Below is information about an article being published in the June 11 issue of Annals of Internal Medicine. The information is not intended to substitute for the full article as a source of information. Annals of Internal Medicine attribution is required for all coverage.
The United States Preventive Services Task Force (USPSTF) concludes that current evidence is insufficient to assess the balance of benefits and harms of primary care interventions to prevent child maltreatment. Child abuse and neglect affected more than 680,000 children in the U.S. in 2011, and an estimated 1,570 died as a result of maltreatment. Survivors of abuse face potentially significant health, emotional, and behavioral consequences of abuse. Physicians and other health care providers who care for children and families are uniquely poised to identify children at risk for abuse and neglect during well checks and other visits. Researchers reviewed studies published since 2004 when the Task Force last published recommendations on child abuse and neglect to determine the effectiveness of primary care relevant interventions on child abuse and neglect outcomes. The researchers found that most child maltreatment prevention programs studied and recommended by others focus on home visitation, which is generally considered to be a community-based service provided to at-risk families. The evidence for interventions in primary care is limited and inconsistent, and therefore insufficient to make a recommendation. Although there are concerns regarding the possible harms of interventions for child maltreatment, such as dissolution of families, legal concerns, and an increased risk of further harm to the child, the researchers found limited evidence of these harms.

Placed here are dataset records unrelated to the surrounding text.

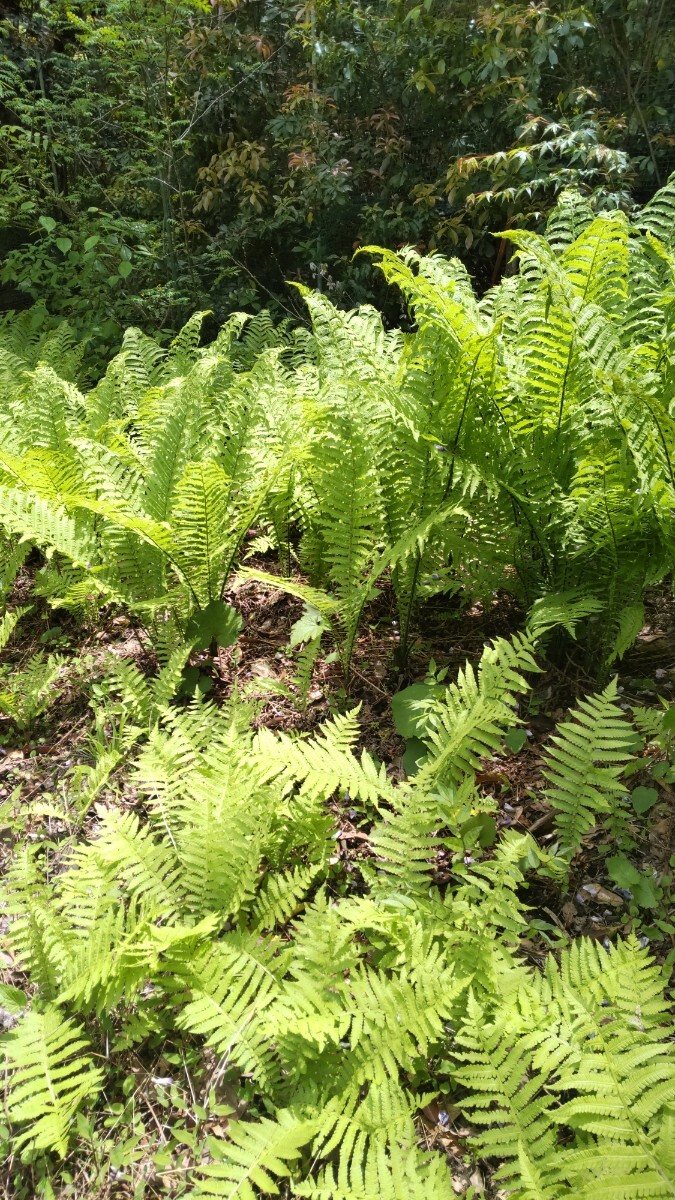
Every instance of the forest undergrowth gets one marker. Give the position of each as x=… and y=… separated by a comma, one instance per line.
x=338, y=741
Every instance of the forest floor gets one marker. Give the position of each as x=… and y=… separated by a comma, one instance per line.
x=36, y=766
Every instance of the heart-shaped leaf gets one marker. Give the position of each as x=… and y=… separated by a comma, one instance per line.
x=407, y=717
x=515, y=739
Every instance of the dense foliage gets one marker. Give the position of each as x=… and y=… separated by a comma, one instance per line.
x=157, y=153
x=521, y=444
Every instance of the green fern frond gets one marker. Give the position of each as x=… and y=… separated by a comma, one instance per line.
x=584, y=763
x=254, y=1156
x=52, y=1075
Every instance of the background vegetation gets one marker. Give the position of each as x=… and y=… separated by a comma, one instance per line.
x=159, y=157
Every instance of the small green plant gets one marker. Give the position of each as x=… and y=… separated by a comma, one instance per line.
x=27, y=693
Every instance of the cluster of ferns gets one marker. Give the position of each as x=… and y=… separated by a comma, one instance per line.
x=521, y=442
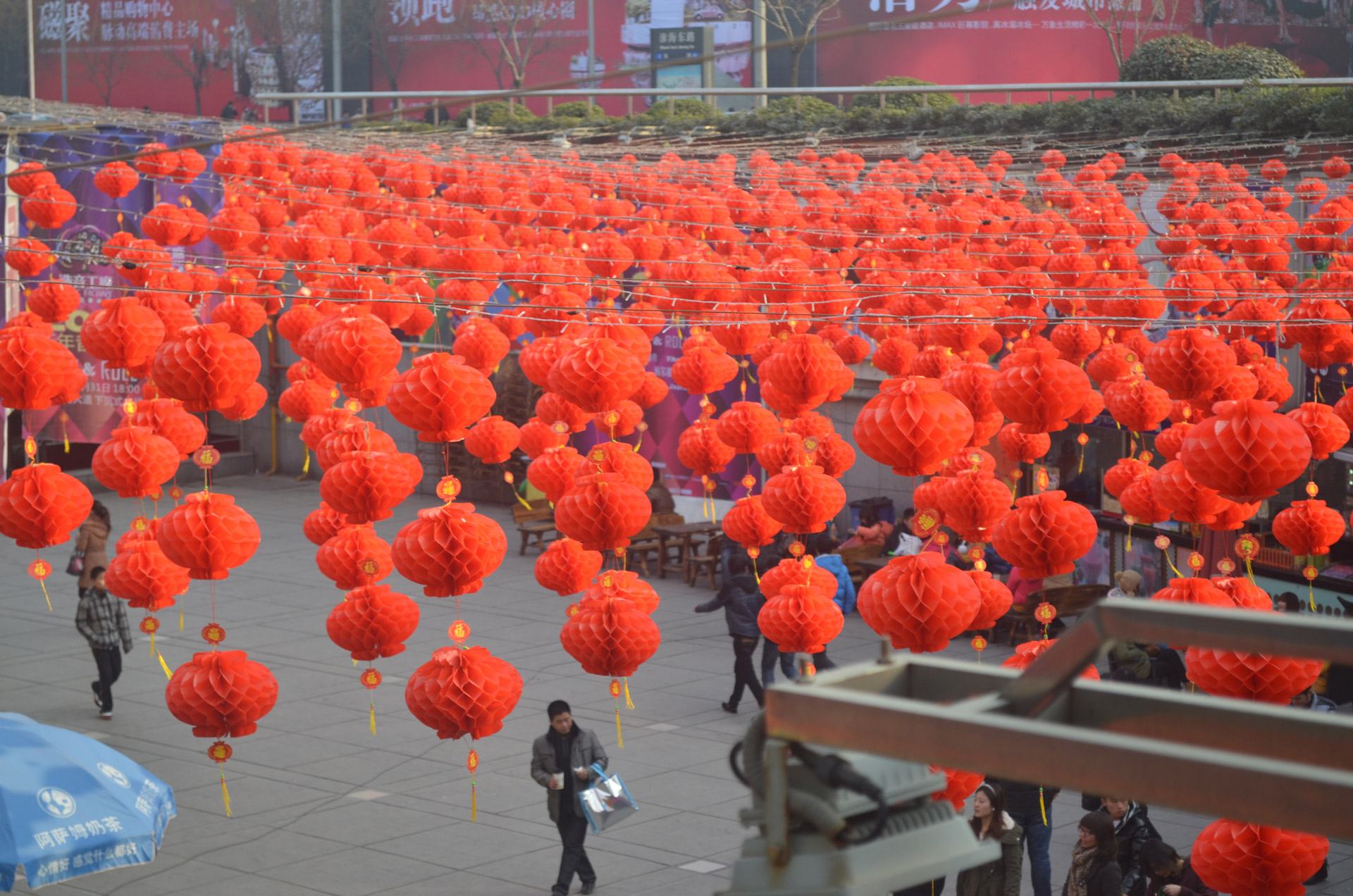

Diabetes patients on Medicare Part D are two to three times more likely to be prescribed brand-name drugs than comparable patients receiving care within the U.S. Department of Veterans Affairs (VA), at an added cost of about $1 billion a year. Medicare and the VA have a significantly different approach to drug prescribing. Medicare contracts with more than 1,000 private insurance companies, each using a distinct formulary and cost-sharing arrangement for prescribing drugs. The VA uses a single formulary and all veterans have the same cost-sharing arrangement. Medication choice plays a large role in spending, with brand-name drugs costing significantly more than generics. Diabetes is a common, chronic condition with high medication use and a wide range of available therapies. Researchers analyzed health records for 1,061,095 Medicare Part D beneficiaries and 510,485 veterans aged 65 years or older with diabetes to compare overall and regional rates of brand-name drug use. Of the four medication groups commonly used by patients with diabetes, Medicare beneficiaries were more than twice as likely as VA patients to use brand-name drugs in almost every region of the country. The researchers estimated that had patterns of medication use in Medicare patients mirrored those of the VA for these medications in patients with diabetes alone, the program could have saved more than $1 billion in 2008. Since strong evidence shows similar effectiveness of generic versus brand-name drugs among the diabetes drug classes included in the study, switching to generics would improve efficiency without harming quality of care or access to effective medicines.